The case was first reported Friday in London's Evening Standard newspaper.
Alton, who is director of the Foundation for Citizenship at Liverpool's John Moores University, told the Associated Press Friday that the twins' inadvertent marriage raises the wider issue of the importance of strengthening the rights of children to know the identities of their biological parents, including kids who were born through in vitro fertilization.
Under British law, only a mother has to be named on a birth certificate. Such certificates also are not required to identify births that result from in vitro fertilization or to identify the sperm donor.
In addition, British law does not require parents to tell children that they were the result of donated sperm.

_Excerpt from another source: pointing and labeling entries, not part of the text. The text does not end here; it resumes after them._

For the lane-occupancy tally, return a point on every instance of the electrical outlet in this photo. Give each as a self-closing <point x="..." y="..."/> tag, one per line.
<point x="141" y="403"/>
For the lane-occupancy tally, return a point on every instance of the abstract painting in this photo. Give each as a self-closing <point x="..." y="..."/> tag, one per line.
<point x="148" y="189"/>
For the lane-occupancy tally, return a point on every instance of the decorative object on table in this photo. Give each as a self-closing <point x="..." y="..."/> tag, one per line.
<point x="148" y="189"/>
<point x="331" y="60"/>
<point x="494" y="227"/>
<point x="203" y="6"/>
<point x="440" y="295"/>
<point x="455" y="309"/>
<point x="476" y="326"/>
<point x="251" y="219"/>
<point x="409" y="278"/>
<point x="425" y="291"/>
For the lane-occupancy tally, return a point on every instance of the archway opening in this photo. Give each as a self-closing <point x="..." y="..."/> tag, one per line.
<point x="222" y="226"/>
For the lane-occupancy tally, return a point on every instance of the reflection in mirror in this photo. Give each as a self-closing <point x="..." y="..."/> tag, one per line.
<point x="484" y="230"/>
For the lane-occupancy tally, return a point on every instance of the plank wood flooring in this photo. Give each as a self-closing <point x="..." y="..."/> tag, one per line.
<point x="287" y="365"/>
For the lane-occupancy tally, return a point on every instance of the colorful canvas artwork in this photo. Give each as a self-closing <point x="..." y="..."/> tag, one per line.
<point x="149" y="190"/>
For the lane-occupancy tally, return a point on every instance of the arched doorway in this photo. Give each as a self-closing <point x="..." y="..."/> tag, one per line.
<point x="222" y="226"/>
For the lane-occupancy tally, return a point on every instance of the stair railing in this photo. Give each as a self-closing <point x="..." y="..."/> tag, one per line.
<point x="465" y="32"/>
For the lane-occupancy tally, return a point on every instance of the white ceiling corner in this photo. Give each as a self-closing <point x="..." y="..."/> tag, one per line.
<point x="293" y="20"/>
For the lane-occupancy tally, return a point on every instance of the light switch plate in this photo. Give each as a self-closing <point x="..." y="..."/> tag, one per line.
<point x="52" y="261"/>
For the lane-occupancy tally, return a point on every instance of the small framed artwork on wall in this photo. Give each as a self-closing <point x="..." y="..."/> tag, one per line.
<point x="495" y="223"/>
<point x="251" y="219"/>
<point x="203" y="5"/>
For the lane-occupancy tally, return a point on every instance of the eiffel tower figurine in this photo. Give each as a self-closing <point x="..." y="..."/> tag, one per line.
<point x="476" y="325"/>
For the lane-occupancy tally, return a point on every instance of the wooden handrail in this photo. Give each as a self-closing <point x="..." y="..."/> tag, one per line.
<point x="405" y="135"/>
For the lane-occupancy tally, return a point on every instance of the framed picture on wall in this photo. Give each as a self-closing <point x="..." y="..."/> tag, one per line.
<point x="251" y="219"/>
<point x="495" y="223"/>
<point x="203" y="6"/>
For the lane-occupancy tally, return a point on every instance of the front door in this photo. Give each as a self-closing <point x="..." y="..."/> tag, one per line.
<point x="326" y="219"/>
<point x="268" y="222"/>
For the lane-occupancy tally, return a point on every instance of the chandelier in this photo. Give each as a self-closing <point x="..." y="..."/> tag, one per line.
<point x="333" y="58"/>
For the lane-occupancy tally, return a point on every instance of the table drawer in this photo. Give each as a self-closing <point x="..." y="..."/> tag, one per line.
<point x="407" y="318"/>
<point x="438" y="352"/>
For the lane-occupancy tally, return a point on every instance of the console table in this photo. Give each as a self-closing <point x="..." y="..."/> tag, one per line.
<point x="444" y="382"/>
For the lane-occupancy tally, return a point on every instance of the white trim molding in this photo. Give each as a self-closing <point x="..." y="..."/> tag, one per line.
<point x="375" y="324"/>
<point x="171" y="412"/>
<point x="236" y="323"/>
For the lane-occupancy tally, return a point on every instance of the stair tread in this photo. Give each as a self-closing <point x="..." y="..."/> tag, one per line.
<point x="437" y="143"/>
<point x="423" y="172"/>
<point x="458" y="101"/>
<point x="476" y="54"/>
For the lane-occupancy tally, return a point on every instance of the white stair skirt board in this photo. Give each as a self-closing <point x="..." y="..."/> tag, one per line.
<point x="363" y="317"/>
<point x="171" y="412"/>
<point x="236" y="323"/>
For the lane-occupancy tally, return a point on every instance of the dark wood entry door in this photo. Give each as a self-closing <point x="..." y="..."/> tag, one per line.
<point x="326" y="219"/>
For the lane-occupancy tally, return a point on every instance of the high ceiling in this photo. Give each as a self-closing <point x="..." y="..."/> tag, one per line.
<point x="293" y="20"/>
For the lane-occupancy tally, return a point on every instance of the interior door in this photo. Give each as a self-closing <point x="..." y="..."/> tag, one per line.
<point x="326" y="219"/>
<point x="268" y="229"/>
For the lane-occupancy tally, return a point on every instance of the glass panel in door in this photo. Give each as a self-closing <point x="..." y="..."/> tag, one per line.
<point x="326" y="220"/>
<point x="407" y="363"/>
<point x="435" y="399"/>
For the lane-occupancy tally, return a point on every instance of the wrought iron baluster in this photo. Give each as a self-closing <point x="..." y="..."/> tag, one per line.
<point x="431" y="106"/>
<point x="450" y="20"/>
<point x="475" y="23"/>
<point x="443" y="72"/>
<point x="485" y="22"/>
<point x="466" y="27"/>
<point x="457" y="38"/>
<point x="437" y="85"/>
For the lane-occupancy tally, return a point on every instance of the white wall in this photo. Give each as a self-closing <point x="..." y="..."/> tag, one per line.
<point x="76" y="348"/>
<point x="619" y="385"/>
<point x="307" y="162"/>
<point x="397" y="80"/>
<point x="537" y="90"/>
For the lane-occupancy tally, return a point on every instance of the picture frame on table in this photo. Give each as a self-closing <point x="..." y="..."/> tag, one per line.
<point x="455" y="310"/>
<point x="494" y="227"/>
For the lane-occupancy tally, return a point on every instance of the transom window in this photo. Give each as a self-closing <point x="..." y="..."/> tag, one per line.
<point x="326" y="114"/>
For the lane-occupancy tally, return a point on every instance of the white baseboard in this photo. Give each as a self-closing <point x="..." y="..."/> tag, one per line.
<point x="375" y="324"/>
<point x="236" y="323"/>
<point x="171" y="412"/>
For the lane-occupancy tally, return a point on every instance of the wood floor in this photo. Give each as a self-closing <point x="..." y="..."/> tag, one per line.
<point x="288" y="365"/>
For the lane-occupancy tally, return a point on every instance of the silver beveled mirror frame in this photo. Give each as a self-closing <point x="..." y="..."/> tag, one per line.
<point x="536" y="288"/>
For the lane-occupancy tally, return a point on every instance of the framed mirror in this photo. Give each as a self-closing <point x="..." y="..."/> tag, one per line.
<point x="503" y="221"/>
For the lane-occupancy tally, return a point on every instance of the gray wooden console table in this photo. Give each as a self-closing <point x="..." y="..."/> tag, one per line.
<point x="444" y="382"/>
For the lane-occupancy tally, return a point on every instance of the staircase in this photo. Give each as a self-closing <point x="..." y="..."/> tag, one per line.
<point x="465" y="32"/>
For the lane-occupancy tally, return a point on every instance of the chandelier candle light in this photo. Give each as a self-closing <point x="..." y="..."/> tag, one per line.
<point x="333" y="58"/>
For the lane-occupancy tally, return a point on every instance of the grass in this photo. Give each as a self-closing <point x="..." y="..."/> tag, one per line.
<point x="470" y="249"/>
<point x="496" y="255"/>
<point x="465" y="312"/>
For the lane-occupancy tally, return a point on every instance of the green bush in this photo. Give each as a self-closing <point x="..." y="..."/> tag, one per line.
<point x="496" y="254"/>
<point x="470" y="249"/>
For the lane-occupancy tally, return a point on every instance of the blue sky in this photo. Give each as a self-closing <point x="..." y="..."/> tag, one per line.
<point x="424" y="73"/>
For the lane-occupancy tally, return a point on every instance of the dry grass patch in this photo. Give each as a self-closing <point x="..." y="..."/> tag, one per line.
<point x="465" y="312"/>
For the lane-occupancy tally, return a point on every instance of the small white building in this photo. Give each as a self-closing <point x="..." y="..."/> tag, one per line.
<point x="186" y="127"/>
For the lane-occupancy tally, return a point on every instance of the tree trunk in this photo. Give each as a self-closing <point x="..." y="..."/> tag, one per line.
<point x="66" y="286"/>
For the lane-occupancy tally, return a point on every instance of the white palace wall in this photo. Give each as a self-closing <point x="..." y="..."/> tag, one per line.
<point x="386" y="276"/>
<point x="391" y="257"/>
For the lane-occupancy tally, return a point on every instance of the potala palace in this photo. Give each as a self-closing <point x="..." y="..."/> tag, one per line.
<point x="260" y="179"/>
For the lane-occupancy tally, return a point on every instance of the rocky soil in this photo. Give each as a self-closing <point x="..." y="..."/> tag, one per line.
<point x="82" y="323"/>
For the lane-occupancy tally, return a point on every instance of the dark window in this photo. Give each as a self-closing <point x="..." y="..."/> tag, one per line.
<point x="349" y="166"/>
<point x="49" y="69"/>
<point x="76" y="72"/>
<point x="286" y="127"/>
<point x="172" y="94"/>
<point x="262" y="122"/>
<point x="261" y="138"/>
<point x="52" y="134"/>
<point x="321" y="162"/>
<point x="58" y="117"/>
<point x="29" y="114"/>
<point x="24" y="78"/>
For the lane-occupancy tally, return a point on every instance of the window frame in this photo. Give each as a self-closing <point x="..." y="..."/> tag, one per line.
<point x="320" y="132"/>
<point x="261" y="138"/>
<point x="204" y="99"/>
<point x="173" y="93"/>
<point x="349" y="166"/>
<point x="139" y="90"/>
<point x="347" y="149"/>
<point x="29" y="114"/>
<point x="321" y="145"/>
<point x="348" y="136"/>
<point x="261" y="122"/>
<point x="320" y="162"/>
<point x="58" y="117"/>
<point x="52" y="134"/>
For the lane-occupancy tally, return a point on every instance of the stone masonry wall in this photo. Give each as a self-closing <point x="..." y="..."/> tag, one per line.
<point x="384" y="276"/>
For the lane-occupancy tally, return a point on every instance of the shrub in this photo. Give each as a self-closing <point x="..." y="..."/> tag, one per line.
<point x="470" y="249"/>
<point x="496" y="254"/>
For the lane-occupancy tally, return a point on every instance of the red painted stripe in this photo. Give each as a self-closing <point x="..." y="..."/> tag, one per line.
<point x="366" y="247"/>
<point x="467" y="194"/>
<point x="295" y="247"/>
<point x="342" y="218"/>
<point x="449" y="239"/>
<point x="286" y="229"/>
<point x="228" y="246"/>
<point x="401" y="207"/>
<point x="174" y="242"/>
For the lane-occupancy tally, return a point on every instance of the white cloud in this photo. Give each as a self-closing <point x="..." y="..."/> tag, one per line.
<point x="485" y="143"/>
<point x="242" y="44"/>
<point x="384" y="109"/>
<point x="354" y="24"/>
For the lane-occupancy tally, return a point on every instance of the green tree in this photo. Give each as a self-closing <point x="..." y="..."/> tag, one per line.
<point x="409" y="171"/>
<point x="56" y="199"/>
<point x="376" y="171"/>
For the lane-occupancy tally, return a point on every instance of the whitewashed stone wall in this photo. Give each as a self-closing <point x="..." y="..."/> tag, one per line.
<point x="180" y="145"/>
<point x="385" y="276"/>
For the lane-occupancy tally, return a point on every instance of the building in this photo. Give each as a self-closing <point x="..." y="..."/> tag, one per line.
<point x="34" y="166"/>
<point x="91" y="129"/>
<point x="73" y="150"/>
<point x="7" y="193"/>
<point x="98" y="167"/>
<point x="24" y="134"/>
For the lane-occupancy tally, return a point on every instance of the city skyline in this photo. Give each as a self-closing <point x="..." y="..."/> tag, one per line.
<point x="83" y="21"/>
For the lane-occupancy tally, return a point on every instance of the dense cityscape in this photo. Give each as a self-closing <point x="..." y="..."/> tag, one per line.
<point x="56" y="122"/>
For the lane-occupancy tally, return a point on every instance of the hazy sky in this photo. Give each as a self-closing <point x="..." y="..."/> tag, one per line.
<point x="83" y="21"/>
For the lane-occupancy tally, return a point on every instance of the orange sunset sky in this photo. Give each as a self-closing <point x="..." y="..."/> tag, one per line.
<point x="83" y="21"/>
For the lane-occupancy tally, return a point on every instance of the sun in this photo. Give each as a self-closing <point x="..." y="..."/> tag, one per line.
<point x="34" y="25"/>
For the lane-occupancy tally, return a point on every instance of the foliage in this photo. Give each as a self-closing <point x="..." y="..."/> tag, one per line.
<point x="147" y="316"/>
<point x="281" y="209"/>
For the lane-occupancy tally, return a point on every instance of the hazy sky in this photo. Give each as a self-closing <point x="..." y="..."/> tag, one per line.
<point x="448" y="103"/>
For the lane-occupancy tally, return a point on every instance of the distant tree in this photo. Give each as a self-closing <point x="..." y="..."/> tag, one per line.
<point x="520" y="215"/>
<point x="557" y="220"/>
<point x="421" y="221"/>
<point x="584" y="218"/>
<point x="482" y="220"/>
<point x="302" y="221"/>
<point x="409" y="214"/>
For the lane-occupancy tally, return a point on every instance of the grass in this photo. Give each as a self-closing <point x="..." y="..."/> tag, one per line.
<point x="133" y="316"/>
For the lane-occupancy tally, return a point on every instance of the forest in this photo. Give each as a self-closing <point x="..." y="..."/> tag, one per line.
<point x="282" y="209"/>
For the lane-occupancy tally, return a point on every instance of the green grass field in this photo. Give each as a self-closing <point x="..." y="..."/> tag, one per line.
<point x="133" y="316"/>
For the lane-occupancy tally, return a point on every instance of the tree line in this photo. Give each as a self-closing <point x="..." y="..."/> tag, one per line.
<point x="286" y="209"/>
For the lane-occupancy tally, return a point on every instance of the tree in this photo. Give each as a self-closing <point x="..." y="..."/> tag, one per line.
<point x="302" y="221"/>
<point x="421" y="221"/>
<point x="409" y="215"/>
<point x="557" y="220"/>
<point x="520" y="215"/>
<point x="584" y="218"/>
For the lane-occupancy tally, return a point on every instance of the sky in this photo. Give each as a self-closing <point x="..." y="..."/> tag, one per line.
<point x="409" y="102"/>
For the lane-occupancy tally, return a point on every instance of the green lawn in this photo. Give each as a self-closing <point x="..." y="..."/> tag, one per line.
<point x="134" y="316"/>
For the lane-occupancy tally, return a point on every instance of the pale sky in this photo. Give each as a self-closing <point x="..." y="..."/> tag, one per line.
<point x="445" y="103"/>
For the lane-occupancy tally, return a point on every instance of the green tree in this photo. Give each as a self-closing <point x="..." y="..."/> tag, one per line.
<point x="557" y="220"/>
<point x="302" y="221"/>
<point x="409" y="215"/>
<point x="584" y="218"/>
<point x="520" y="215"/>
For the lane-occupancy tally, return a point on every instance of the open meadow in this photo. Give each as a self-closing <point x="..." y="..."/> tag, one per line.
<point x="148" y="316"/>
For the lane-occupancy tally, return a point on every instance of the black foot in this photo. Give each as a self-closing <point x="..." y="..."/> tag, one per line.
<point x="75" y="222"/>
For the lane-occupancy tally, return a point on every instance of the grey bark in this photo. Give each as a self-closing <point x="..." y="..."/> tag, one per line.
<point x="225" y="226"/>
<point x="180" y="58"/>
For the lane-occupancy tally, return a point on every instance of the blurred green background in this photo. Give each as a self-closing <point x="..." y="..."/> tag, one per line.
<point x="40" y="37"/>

Alton believes this should be changed.
"Everyone has a right to knowledge about their lineage, genealogy and identity. And if they don't, then it will lead to cases of incest," he said.
Alton said he favours an amendment to the Human Fertility and Embryology bill — which is still being debated in the House of Lords — that would require birth certificates of children born from donated sperm to say that and to identify the genetic father.
Referring to the twins' case, he said: "If you start trying to conceal someone's identity, sooner or later the truth will come out. And if you don't know you are biologically related to someone, you may become attracted to them and tragedies like this may occur."